Une fois n’est pas coutume, les Slovaques sont sortis dans la rue pour demander la démission de Robert Fico, ainsi que des élections anticipées. Des marches silencieuses ont été organisées dans tout le pays, rassemblant des dizaines de milliers de personnes, les plus grandes manifestations de l’histoire de la Slovaquie indépendante. Le président de la République lui-même, Andrej Kiska (libéral pro-européen) s’est joint à ces appels. La population voit en Robert Fico l’incarnation d’un système politique gangrené par la corruption et la collusion avec le monde des affaires. Fico a notamment couvert plusieurs scandales impliquant des membres de son parti SMER, en relation avec des oligarques. La démission le 12 mars d'un de ses proches collaborateurs et allié fidèle, l’influent et sulfureux ministre de l’intérieur Robert Kalinak (qui a fait lui aussi l’objet d'enquêtes par Ján Kuciak) n’a pas suffi à le protéger, et le 15 mars 2018, Fico a dû démissionner sous la pression populaire. En effet, quelques jours plus tôt, 40 000 personnes, dont beaucoup de jeunes, avaient manifesté à Bratislava, et plusieurs milliers d’autres dans toutes les grandes villes du pays.

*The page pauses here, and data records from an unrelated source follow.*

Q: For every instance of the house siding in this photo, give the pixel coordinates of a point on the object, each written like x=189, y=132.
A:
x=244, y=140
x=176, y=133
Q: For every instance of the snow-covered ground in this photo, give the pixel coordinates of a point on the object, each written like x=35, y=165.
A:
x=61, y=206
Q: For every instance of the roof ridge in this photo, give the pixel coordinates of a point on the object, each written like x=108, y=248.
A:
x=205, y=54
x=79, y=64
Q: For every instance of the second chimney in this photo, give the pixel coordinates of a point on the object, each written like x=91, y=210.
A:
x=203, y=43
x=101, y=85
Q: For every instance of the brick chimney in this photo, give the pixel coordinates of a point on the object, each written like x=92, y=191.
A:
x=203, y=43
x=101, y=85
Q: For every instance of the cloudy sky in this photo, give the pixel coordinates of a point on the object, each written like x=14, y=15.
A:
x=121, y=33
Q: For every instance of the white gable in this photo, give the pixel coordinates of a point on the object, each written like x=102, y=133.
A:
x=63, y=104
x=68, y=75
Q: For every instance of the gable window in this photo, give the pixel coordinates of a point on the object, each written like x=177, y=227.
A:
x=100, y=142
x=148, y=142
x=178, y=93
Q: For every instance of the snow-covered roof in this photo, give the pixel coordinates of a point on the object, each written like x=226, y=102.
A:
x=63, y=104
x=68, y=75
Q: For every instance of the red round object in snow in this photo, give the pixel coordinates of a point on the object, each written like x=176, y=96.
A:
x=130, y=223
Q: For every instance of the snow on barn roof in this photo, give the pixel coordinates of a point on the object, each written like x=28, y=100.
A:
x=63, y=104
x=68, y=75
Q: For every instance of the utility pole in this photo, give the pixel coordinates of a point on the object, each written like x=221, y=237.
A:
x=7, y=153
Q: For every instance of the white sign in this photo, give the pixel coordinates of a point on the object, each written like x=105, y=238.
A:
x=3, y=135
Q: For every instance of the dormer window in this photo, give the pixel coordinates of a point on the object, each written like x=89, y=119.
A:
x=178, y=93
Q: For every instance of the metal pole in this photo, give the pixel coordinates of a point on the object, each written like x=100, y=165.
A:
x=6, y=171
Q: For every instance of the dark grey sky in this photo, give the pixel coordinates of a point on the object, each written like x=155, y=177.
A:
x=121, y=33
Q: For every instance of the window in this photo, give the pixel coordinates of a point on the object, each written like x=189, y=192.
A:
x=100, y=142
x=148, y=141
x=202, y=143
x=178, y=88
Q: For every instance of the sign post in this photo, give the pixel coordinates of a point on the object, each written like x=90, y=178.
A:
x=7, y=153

Mais cela n'a pas satisfait les Slovaques, et les manifestations se sont poursuivies après la démission de Fico pour réclamer des élections anticipées et l’ouverture d’une enquête indépendante sur l’assassinat du journaliste Ján Kuciak et de sa fiancée (20 000 personnes à Bratislava le lendemain même de la démission du premier ministre). En effet, la coalition autour du parti SMER a été reconduite par le président, un nouveau gouvernement s’est formé autour de Peter Pellegrini, lui aussi du parti SMER-SD. Fico restant président du parti, il garde (encore aujourd’hui) un rôle politique important, tirant les ficelles en coulisse. En avril 2018, lors du 5e rassemblement, ce sont de nouveau 30 000 personnes qui ont défilé à Bratislava, et plusieurs milliers d’autres dans les grandes villes du pays, pour demander cette fois la démission du chef de la police, soupçonné de collusion avec les politiques.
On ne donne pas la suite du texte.